Se levantó Lorenzo, y se dispuso a dirigir sus pasos hacia el convento de su hermana. Había llegado ya cerca del atrio, con la mente ocupada en este sueño singular, cuando le llamó la atención una sombra al deslizarse por el muro opuesto. Miró con curiosidad, y descubrió a un hombre embozado en su capa, el cual pareció comprobar cautelosamente si eran observados sus movimientos. Muy pocas personas estaban exentas de curiosidad. El desconocido parecía deseoso de ocultar su entrada en la catedral, y fue esta misma circunstancia la que hizo que Lorenzo desease averiguar qué hacía.

Nuestro héroe sabía que no tenía derecho a espiar los secretos de aquel desconocido caballero.

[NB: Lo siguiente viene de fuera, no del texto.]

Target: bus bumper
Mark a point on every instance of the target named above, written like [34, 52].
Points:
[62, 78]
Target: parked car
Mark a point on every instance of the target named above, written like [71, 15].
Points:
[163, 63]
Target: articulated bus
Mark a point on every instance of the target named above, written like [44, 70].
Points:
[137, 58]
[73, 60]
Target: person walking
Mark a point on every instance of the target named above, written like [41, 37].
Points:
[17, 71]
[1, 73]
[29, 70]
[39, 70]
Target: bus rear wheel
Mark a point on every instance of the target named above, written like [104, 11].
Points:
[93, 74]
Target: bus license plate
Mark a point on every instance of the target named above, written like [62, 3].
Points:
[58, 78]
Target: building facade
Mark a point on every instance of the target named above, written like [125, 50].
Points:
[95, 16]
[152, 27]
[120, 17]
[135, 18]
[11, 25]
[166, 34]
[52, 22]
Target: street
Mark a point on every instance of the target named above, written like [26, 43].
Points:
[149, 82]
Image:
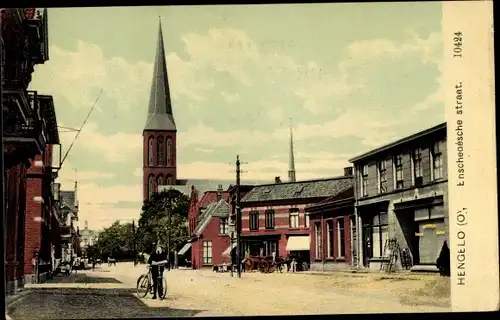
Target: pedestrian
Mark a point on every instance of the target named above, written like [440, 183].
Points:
[156, 261]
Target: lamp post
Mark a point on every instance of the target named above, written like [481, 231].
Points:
[238, 216]
[133, 242]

«Me iré», se dijo Lorenzo. Pero se quedó donde estaba.

La sombra que proyectaba la columna le ocultaba del desconocido, que siguió avanzando con cautela. Finalmente, sacó una carta de debajo de su capa y la colocó apresuradamente bajo una colosal estatua de San Francisco. Luego, retirándose a toda prisa, se ocultó en un rincón de la iglesia, a considerable distancia de dicha imagen.

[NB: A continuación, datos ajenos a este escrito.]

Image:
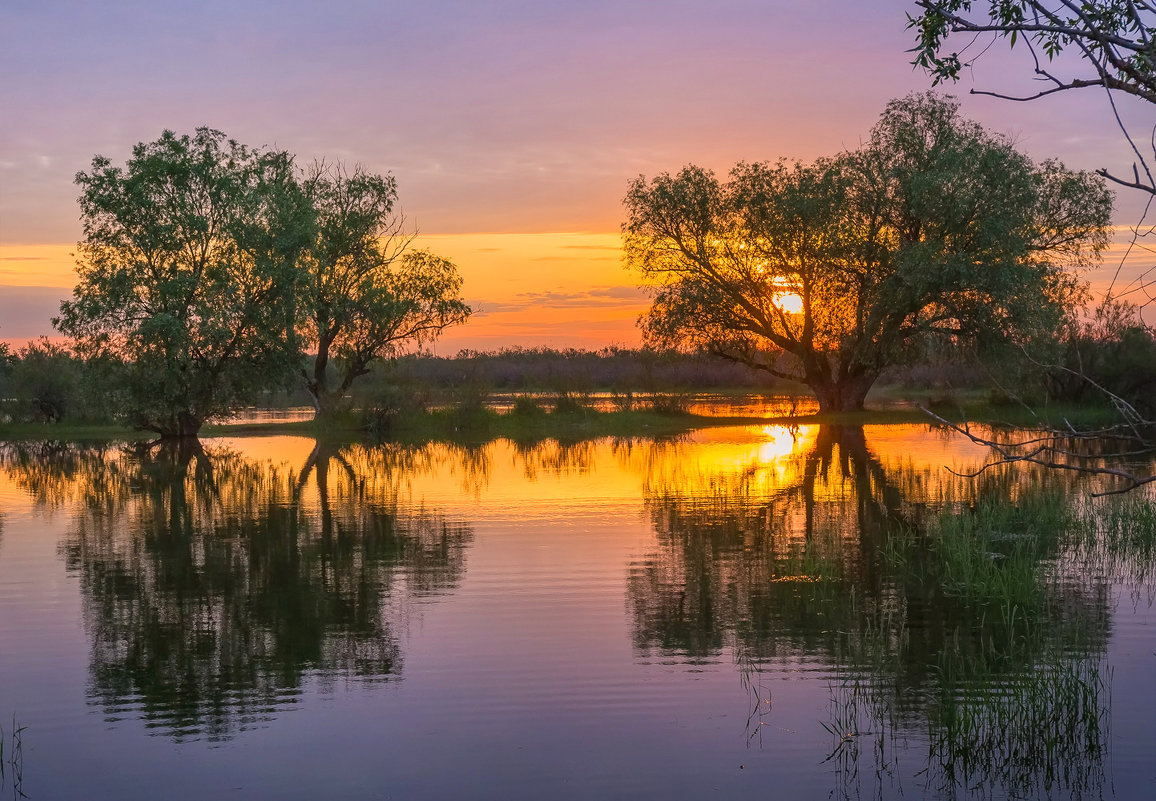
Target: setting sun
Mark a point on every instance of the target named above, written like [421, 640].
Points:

«¡Vaya! —se dijo Lorenzo—; creo que se trata de un vulgar asunto amoroso. Será mejor que me vaya, puesto que nada tengo que ver.»

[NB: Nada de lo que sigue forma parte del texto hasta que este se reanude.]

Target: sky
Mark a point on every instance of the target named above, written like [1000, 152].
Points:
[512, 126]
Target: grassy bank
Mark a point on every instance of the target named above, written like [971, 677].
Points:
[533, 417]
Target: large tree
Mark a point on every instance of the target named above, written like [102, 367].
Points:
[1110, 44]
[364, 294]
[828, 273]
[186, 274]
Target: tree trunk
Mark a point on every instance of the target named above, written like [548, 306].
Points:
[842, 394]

Lo cierto es que hasta ese momento no se le había ocurrido ni de lejos que pudiese tener algo que ver con él. Pero creyó necesario darse una pequeña excusa por haberse permitido esta curiosidad. Ahora hizo un segundo intento de retirarse de la iglesia: esta vez llegó al atrio sin ningún impedimento. Pero estaba destinado a encontrarse con otra visita esa noche. Al bajar la escalinata que conducía a la calle, chocó con él un caballero con tal violencia que a punto estuvieron de caerse al suelo los dos. Lorenzo echó mano a su espada.

—¿Qué significa eso, señor? —exclamó—. ¿A qué viene esta insolencia?

—¡Ah, sois vos, Medina! —replicó el recién llegado, en quien Lorenzo reconoció a don Cristóbal por la voz—. ¡Sois el hombre más afortunado del universo, por no haber abandonado la iglesia hasta mi regreso! ¡Entrad, entrad! ¡Mi querido muchacho! ¡Estarán aquí inmediatamente!